# Calculating Kinetic Energy

1. Jan 28, 2016

### FlorenceC

1. The problem statement, all variables and given/known data
Calculate the deBroglie wavelength of a proton moving at 1/4 the speed of light.

How does the kinetic energy of this proton compare to its p^2 /2m?

What does p^2 / 2m anyway conceptually (isn't it one of the triangle thingies in the lower version of E=mc^2)?

2. Relevant equations
deBroglie equation

3. The attempt at a solution
hf = KE + phi
lambda = h/mv
v = 0.25c, m = proton
that calculates lambda
then lambda = c/f to find frequency ....but i don't know how to find KE. (is it just 1/2mv^2?)

2. Jan 28, 2016

### Suraj M

$\frac{P^2}{2m}$ is nothing but the kinetic energy in terms of momentum right?
I'm not sure but since they've given velocity to be in terms of "speed of light" don't you think you should consider the relativistic mass?

3. Jan 29, 2016

### IAN 25

Your equation hf = KE + phi is the photoelectric effect equation.

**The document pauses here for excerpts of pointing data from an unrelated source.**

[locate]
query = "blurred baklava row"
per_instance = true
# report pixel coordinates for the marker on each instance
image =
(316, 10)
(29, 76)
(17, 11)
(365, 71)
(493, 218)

The de Broglie wavelength, λd = h/p, where as Suraj says you need to insert the relativistic momentum of a proton p = γmv. Where γ is the ubiquitous relativistic factor. Try this and if you get what I'm saying let me know.

4. Jan 29, 2016

### Ray Vickson

I think you are being asked to compare classical kinetic energy $(1/2) m v^2$ with relativistic kinetic energy $m c^2 (\gamma - 1)$, where $\gamma = 1/\sqrt{1-(v/c)^2}$.